Between inflammation and infection – an evolutionary dilemma
The ultimate importance of this new form of treatment for rheumatoid arthritis will depend on the balance between effect and potential side effects. As mentioned previously all the signal substances that cause chronic inflammation in rheumatoid arthritis also contribute to the normal defence against infection, and perhaps also to other defence reactions. One concern has thus been that individuals treated with TNF blockade might develop an increase susceptibility to infections, and that also other side effects may arise after long periods of treatment. Fortunately, the controlled trials conducted so far have indicated no appreciably increased risk of infection. At the same time it must be remembered that experience is still limited and has been gained during a relatively short time.

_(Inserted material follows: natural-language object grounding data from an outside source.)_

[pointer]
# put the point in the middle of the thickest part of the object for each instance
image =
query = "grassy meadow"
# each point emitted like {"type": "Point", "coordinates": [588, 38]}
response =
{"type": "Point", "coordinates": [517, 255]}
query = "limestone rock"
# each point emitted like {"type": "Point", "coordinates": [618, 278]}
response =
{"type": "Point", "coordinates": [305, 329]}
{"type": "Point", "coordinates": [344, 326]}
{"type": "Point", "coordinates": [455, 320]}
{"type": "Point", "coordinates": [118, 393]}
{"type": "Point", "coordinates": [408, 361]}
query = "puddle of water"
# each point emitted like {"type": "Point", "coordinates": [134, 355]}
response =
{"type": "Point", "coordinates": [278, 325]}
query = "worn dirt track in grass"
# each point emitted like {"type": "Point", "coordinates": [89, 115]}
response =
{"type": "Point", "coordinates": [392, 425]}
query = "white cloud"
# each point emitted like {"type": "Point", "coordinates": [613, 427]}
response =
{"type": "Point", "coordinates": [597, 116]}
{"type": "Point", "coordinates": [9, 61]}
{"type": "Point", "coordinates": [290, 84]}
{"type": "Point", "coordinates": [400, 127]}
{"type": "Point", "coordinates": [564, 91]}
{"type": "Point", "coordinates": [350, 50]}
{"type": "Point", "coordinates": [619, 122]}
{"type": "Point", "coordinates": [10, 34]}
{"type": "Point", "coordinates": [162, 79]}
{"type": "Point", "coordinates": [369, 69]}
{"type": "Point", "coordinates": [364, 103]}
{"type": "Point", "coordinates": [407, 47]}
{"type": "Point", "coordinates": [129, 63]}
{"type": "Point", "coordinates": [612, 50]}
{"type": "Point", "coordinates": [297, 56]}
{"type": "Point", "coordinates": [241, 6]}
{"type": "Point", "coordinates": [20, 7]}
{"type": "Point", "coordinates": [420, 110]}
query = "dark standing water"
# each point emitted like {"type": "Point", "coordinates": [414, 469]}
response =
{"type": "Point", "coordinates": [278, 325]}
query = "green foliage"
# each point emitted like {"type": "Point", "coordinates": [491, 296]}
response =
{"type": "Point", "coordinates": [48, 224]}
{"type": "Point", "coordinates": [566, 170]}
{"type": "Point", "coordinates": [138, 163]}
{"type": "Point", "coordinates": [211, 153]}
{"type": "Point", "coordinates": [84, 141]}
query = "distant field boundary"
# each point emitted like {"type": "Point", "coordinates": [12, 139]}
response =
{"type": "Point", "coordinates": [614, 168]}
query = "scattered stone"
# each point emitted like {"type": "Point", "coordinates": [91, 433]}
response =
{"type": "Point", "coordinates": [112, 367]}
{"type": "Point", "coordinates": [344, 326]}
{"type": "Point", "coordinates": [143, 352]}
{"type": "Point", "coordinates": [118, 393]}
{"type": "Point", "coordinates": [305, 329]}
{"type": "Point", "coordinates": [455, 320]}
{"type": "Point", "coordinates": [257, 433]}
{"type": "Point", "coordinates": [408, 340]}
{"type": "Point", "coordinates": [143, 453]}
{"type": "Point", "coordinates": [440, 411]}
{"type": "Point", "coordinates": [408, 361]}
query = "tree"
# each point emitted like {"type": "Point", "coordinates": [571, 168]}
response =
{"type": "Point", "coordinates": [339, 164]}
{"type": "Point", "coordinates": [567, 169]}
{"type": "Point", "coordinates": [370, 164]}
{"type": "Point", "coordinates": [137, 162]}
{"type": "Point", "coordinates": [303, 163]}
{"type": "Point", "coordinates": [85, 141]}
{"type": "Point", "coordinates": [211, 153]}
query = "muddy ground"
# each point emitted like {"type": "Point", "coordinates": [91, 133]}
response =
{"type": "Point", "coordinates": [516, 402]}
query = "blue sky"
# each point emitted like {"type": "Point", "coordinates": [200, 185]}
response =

In summary entirely new methods of treating previously intractable inflammatory disease has been developed. The rapidly growing knowledge of immunology and inflammation provided by basic research has given opportunities for this significant development. This development has been possible by seminal scientific contributions by Marc Feldmann and Ravinder Maini. Hopefully there are great possibilities that the treatment principle now made available for patients with rheumatoid arthritis represents but the first of a long series of future specific treatments not only for rheumatic diseases but also for other chronic inflammatory diseases with elements of enhanced reactions against one’s own tissues.